In 1984, a 197-mile stretch of the river from Hudson Falls to the tip of lower Manhattan was placed on the federal Superfund cleanup list. But with PCB levels appearing to drop, the EPA decided not to order a cleanup and to see what happened.

PCB levels continued to slowly decrease but not quickly enough to suit the EPA and in 1991 the agency said it would reevaluate its decision.

A bitter battle has followed.

Environmentalists argued that the river would remain polluted until the PCBs were scooped out. GE insisted the river was cleansing itself and to stir up the sediments would only make the problem worse.

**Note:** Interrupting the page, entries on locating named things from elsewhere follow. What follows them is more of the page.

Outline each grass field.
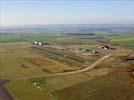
[6,72,134,100]
[0,34,134,100]
[0,42,79,79]
[111,34,134,47]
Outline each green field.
[111,34,134,47]
[0,34,134,100]
[6,72,134,100]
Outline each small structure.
[33,41,50,46]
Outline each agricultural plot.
[0,35,134,100]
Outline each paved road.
[15,54,112,80]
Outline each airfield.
[0,31,134,100]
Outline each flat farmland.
[0,42,78,79]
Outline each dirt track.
[0,80,13,100]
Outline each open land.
[0,25,134,100]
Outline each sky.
[0,0,134,25]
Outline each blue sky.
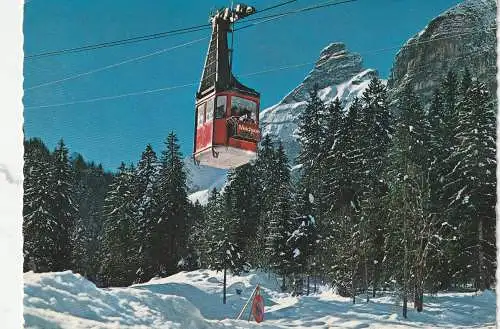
[24,0,460,170]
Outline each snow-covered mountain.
[260,43,378,164]
[185,43,377,204]
[388,0,497,103]
[184,157,227,205]
[190,0,497,202]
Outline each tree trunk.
[403,287,408,319]
[222,266,226,304]
[365,253,370,303]
[477,217,486,291]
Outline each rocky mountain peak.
[280,42,364,104]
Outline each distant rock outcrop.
[387,0,497,103]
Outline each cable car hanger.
[193,4,260,169]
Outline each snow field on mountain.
[24,270,496,329]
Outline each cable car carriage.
[193,5,260,169]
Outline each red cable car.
[193,5,260,169]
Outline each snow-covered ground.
[24,270,495,329]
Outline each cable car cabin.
[193,5,260,169]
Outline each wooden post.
[236,285,259,320]
[222,266,226,304]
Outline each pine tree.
[153,132,189,276]
[101,163,137,286]
[358,78,392,301]
[72,154,111,284]
[133,144,158,282]
[385,86,441,317]
[50,139,78,271]
[23,139,59,272]
[266,143,293,290]
[449,82,496,290]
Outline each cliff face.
[388,0,497,103]
[260,43,377,164]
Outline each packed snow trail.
[24,270,495,329]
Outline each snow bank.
[24,272,218,329]
[24,270,495,329]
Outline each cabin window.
[205,98,214,122]
[198,103,205,127]
[215,96,227,119]
[231,96,257,121]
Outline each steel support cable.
[25,44,489,109]
[24,0,328,91]
[24,37,209,91]
[24,0,304,60]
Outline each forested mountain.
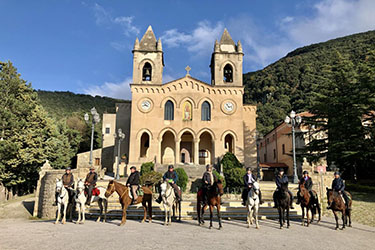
[244,31,375,134]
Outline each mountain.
[244,31,375,134]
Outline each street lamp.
[84,107,100,166]
[254,130,263,181]
[285,110,302,183]
[114,128,125,180]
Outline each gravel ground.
[0,217,375,250]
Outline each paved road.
[0,218,375,250]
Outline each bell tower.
[133,25,164,84]
[210,29,243,86]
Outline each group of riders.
[55,165,348,209]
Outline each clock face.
[141,100,151,110]
[224,101,234,112]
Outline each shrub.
[224,168,246,188]
[220,152,242,174]
[141,171,163,186]
[141,162,154,175]
[212,170,227,188]
[175,168,189,191]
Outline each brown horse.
[197,180,224,230]
[299,181,321,226]
[326,187,352,230]
[105,181,152,226]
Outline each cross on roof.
[185,65,191,76]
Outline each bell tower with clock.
[133,25,164,84]
[210,29,243,87]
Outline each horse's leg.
[209,205,214,229]
[332,210,339,230]
[96,198,103,222]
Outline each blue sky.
[0,0,375,99]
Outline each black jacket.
[299,176,313,191]
[275,175,289,189]
[126,171,139,185]
[243,173,257,187]
[332,178,345,192]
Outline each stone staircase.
[87,181,301,220]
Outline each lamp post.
[285,110,302,183]
[84,107,100,166]
[114,128,125,180]
[254,130,263,180]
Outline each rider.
[242,167,263,206]
[296,170,315,204]
[85,166,98,206]
[126,166,139,203]
[53,167,74,206]
[156,165,181,203]
[201,164,217,205]
[273,168,294,209]
[327,171,349,209]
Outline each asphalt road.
[0,217,375,250]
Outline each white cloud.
[83,77,133,100]
[282,0,375,45]
[93,3,140,36]
[161,21,224,55]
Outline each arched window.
[164,101,174,121]
[224,64,233,82]
[142,62,152,81]
[202,101,211,121]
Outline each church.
[78,26,257,174]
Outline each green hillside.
[244,31,375,134]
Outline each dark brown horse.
[275,183,290,229]
[105,181,152,226]
[197,180,224,229]
[299,181,321,226]
[326,187,352,230]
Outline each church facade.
[94,26,256,174]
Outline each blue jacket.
[332,178,345,192]
[163,170,178,183]
[275,175,289,189]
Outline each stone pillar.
[194,139,199,165]
[174,140,181,164]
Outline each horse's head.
[104,180,116,198]
[56,178,64,193]
[216,180,224,196]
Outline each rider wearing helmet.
[273,168,294,209]
[327,171,349,209]
[296,170,315,204]
[156,165,181,203]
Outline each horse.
[246,182,260,229]
[105,180,152,226]
[75,179,108,224]
[326,187,352,230]
[197,180,224,230]
[160,181,181,225]
[55,178,73,224]
[275,183,290,229]
[299,181,321,227]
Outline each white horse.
[246,182,260,229]
[55,178,72,224]
[160,181,181,225]
[76,179,108,224]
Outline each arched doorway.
[224,134,234,154]
[139,132,150,157]
[199,132,214,165]
[180,132,194,163]
[161,131,176,164]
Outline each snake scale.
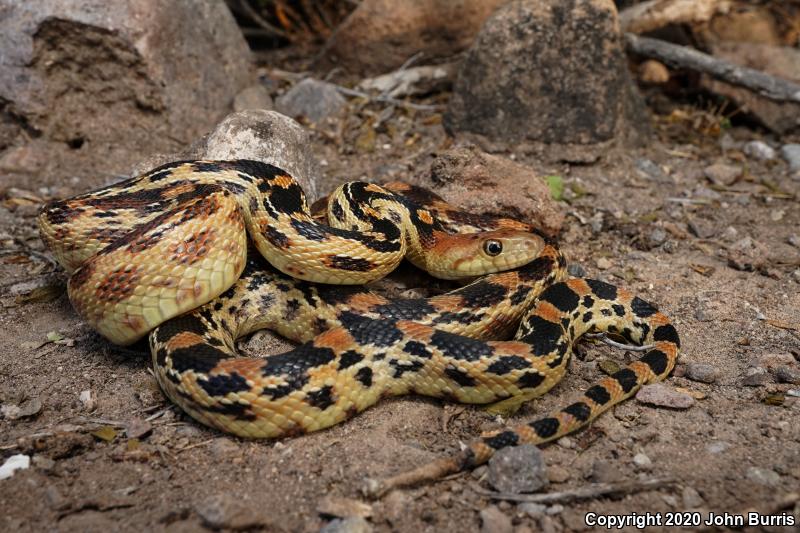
[34,160,680,490]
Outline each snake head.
[425,229,545,279]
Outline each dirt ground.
[0,71,800,533]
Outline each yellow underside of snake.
[40,157,679,482]
[39,161,541,344]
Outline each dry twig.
[625,33,800,102]
[472,478,675,503]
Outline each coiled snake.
[34,161,679,492]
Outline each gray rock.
[633,453,653,470]
[681,486,705,509]
[745,466,781,487]
[634,158,669,182]
[32,455,56,472]
[488,444,549,493]
[233,83,273,111]
[744,141,775,161]
[685,363,718,383]
[208,437,240,459]
[517,502,547,518]
[567,263,586,278]
[0,0,253,191]
[319,516,372,533]
[418,146,564,234]
[781,144,800,172]
[647,228,667,248]
[688,218,717,239]
[480,505,514,533]
[314,0,504,75]
[444,0,647,152]
[703,163,742,186]
[742,366,770,387]
[275,78,346,122]
[706,440,731,455]
[125,417,153,439]
[589,460,624,483]
[199,109,317,202]
[636,383,694,409]
[772,366,800,385]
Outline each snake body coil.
[40,161,679,487]
[39,160,541,344]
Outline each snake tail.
[364,279,680,497]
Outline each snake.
[37,160,540,345]
[39,161,680,492]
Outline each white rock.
[744,141,775,161]
[0,454,31,479]
[781,144,800,171]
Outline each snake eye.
[483,239,503,257]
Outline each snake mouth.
[427,229,546,279]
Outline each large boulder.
[317,0,507,75]
[0,0,253,188]
[445,0,646,158]
[398,146,564,235]
[127,109,319,202]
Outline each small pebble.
[688,219,717,239]
[742,141,776,161]
[488,444,549,493]
[648,228,667,248]
[742,366,770,387]
[275,78,347,122]
[633,453,653,469]
[480,505,514,533]
[634,158,669,181]
[703,163,742,186]
[319,516,372,533]
[545,503,564,516]
[556,437,575,450]
[547,465,570,483]
[746,466,781,487]
[751,352,795,369]
[773,366,800,385]
[781,144,800,172]
[317,495,372,518]
[589,460,624,483]
[33,455,56,471]
[233,83,273,111]
[681,487,704,509]
[706,440,731,454]
[470,465,489,479]
[125,418,153,439]
[517,502,547,518]
[686,363,717,383]
[208,437,239,458]
[567,263,586,278]
[694,307,714,322]
[722,226,739,242]
[194,493,273,529]
[636,383,695,409]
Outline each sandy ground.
[0,92,800,533]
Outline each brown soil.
[0,76,800,533]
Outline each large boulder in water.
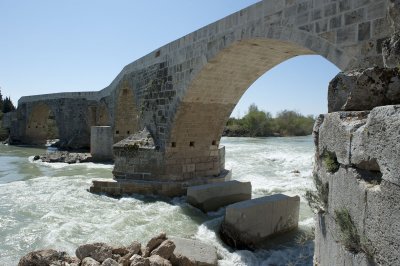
[150,240,175,260]
[143,233,167,257]
[75,243,113,262]
[18,249,80,266]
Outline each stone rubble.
[18,233,218,266]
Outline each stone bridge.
[11,0,392,195]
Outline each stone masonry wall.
[310,27,400,265]
[314,108,400,265]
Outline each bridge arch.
[26,102,59,145]
[165,27,353,177]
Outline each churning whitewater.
[0,136,314,266]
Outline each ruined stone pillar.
[90,126,113,161]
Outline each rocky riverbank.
[18,233,217,266]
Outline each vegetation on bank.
[224,104,315,137]
[0,87,15,115]
[0,87,15,141]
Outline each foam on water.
[0,137,314,265]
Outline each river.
[0,136,314,266]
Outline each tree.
[0,87,3,112]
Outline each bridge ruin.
[3,0,400,265]
[10,0,391,195]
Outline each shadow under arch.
[165,27,348,177]
[26,103,60,145]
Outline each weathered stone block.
[187,181,251,212]
[328,67,400,112]
[220,194,300,248]
[317,112,368,165]
[90,126,114,161]
[382,32,400,68]
[169,237,218,266]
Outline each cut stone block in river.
[220,194,300,248]
[187,181,251,212]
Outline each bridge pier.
[90,130,231,197]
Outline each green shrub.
[322,151,340,173]
[305,174,329,213]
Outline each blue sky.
[0,0,339,116]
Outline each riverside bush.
[224,104,315,137]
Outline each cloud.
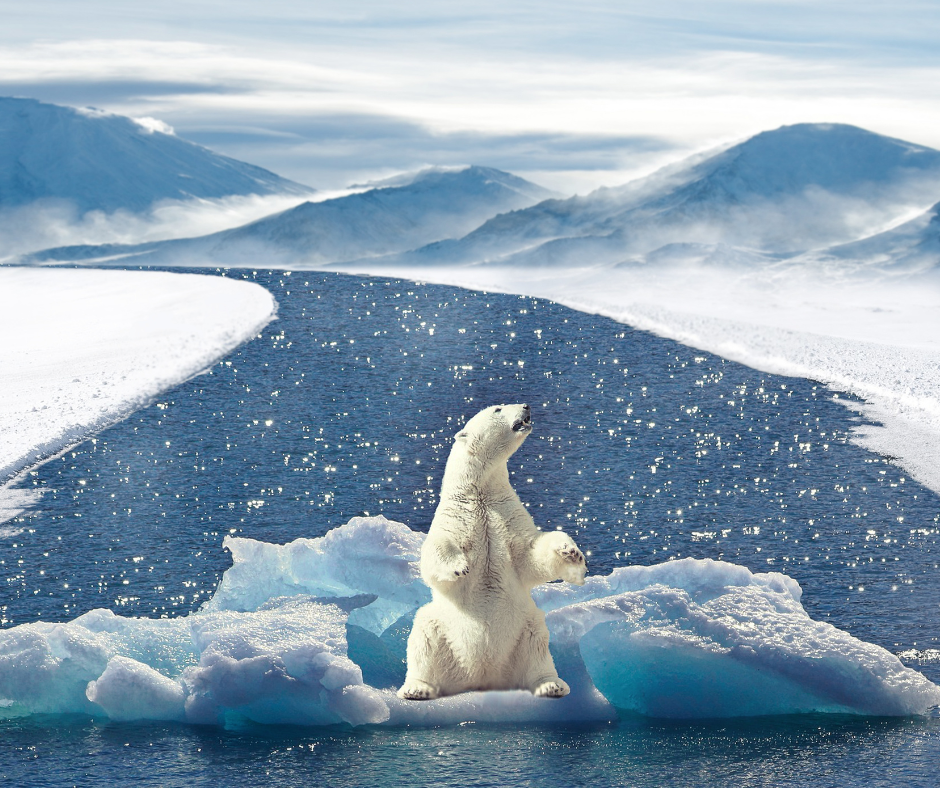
[0,5,940,191]
[0,192,316,263]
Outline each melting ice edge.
[0,516,940,725]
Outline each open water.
[0,271,940,786]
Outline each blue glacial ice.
[0,517,940,725]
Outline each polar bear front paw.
[398,679,438,700]
[532,678,571,698]
[555,538,587,586]
[555,542,584,564]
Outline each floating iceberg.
[0,517,940,725]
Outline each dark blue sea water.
[0,271,940,786]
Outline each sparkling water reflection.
[0,271,940,785]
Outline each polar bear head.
[447,405,532,486]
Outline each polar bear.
[398,405,586,700]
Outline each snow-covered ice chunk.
[204,515,431,635]
[547,559,940,718]
[85,656,186,721]
[0,517,940,725]
[181,597,388,725]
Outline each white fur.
[398,405,586,700]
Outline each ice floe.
[0,516,940,725]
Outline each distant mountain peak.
[0,98,313,213]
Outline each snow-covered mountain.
[792,203,940,276]
[25,167,552,266]
[0,98,313,213]
[389,124,940,266]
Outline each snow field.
[0,268,277,510]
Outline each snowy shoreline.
[0,516,940,726]
[0,267,277,522]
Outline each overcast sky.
[0,0,940,191]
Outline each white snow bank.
[344,264,940,492]
[0,268,276,504]
[0,517,940,725]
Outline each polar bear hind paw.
[398,679,438,700]
[532,679,571,698]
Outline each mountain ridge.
[0,97,314,213]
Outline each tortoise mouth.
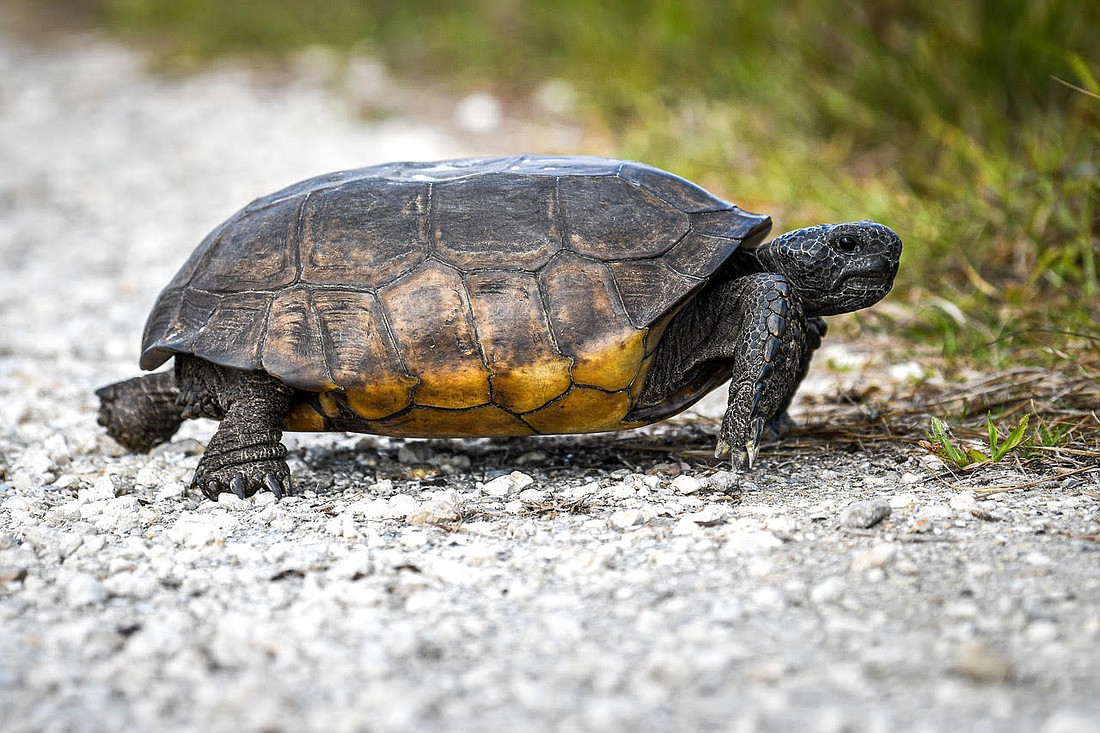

Upstate communities where the dredging would take place are among the most adamantly opposed, fearing the disruption lumbering dump trucks and huge dewatering plants will have on their quality of life. They also do not want to be left storing the contaminated mud in landfills.

GE spent millions of dollars on high-powered Washington lobbyists and an advertising blitz aimed at preventing dredging.

Still, the Clinton administration one year ago outlined a plan to dredge PCB pockets in the northern Hudson River. In the public comment period that followed, tens of thousands of opinions poured in. The huge response prompted the EPA to push back its final decision, initially scheduled for the spring. The decision was delayed again by the Sept. 11 terrorist attacks in New York

GE's options shrink now that the final decision is in. The federal Superfund law, under which the dredging is being ordered, is largely immune to lawsuits. GE has, however, filed a lawsuit in U.S. District Court challenging the constitutionality of the Superfund law itself.

If the company refuses to go along with the cleanup, the EPA can start the work on its own and charge GE up to triple the cost.

GE released PCBs from its capacitor plans in Fort Edward and Hudson Falls north of Albany. PCBs served as insulation and a coolant.